Siemens to equip Danish rail fleet with digital radio technology
Posted: 24 January 2013 | | No comments yet
Siemens has been commissioned by Banedanmark to equip 840 rail vehicles with GSM-R technology…
Siemens has been commissioned by Danish railway infrastructure operator Banedanmark to equip 840 rail vehicles with GSM-R (Global System for Mobile Communication Railways) technology. “The digital mobile radio system GSM-R has established itself as the international standard for on-board communication and is one of the key components of the Danish railway network’s cross-border traffic to Germany and Sweden,” said Juergen Brandes, CEO of the Siemens Rail Automation Business Unit. The vehicles will be duly equipped by the beginning of 2015. The order volume is worth around 20 million euros.
The GSM-R solution from Siemens enables the continuous transmission of movement authorities between control centers and trains on the rail network. Equipping trains with the international mobile radio standard GSM-R is one of the prerequisites for enabling railway personnel to communicate across national borders. The operation of analog, national systems will be phased out. The contract also includes training of the customer’s personnel in the use of the new technology. The components will be manufactured at the Siemens factory in Poole in the UK.
The modernization of rolling stock with GSM-R radio devices is part of a Danish government program to renew the nation’s entire railway signaling infrastructure by 2020, with the aim of increasing the capacity and reliability of overall railway operations. This is the largest and most comprehensive modernization project of its kind ever to be undertaken in Europe, for which a total of 3.2 billion euros has been made available.

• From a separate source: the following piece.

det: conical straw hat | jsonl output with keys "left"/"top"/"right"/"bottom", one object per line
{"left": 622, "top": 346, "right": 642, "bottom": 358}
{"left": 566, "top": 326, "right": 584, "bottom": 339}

Banedanmark previously commissioned Siemens in 2011 to equip the 170-kilometer-long, dual-track S-train line network in Copenhagen with an automatic train control system. The network uses Semi-Automated Train Operation (STO), which allows trains to run independently in fixed line sections at dynamicallyoptimized intervals, i.e. according to the moving block system. Large parts of the network are operated automatically and without lineside signals, but still call for driver involvement. This has made it possible to reduce train headways from 120 seconds to 90 seconds within the inner-city area.